The selloff in the Euro to Dollar exchange rate from a July high at 1.1275 to an October low of 1.0448 allowed the currency market to adjust to the 'higher for longer' outlook for U.S. central bank interest rates.
It also allowed the market to absorb "a lot of bad news regarding the German economy," says Foley.
Euro-Dollar has since rallied to 1.0657 as the selloff of recent months unwinds and the market reaches a 'peak pessimism' towards the Eurozone.
Gains have this week been supported by a better-than-expected German GDP print and news out Tuesday that inflation has fallen below 3.0%, which lowers stagflationary risks. But with core inflation remaining closer to 4.0%, the European Central Bank will likely avoid any discussion of rate cuts.
It was also reported Tuesday that Eurozone GDP for the quarter had registered a contraction of -0.1% q/q. The combination of inflation and growth numbers could allow the ECB to consider cutting rates as early as the first half of 2024, which could ultimately weigh on the Euro.
"The overall picture is one of disinflation in the Eurozone which will promote the view that ECB interest rates have peaked.
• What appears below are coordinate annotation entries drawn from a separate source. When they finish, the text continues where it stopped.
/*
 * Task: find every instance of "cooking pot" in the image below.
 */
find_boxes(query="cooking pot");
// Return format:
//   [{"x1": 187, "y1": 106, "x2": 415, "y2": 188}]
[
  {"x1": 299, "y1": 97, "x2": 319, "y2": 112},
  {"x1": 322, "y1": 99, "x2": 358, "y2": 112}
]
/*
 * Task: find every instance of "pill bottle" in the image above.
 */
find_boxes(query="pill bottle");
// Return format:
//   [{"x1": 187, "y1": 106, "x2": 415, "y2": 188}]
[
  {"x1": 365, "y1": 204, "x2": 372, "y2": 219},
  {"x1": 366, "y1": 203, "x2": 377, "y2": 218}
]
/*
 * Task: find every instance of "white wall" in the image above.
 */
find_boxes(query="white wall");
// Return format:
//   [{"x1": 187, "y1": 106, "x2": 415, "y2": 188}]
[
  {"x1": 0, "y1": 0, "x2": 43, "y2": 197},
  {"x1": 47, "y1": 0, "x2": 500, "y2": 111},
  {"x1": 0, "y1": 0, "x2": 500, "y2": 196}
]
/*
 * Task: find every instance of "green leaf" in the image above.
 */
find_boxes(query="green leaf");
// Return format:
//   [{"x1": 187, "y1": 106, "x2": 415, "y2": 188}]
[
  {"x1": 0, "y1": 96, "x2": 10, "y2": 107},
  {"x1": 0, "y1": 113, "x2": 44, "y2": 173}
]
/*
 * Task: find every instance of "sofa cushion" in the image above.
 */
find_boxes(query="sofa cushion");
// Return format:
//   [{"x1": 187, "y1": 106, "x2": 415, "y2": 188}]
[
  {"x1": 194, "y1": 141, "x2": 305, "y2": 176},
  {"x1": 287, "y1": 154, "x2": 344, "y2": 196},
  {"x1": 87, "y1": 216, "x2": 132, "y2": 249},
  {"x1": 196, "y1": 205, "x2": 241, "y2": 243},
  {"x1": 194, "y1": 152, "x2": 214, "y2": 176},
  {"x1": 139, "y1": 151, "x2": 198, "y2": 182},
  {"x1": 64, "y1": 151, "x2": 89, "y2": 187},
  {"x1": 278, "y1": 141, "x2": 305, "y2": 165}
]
Indeed, while policy-makers will be reluctant to talk about the outlook for rate cuts as long as inflation remains above the ECB’s 2% target, the market is beginning to speculate about such a move in Q2 2024," says Foley.
By contrast, Federal Reserve rates are seen at the same as current levels in this timeframe.
"Fundamentals do not appear to justify the current buoyancy of the EUR," says Foley.
Rabobank's economists expect the Eurozone to fall into recession in the second quarter based on data from incoming surveys.
"In view of the stagflationary position of Europe’s largest economy and the recessionary risks facing the Eurozone as a whole, we expect that the EUR’s upside potential will run out of steam over the coming weeks," says Foley.
Rabobank expects another move lower in the EUR/USD to 1.02 on a 3-month view.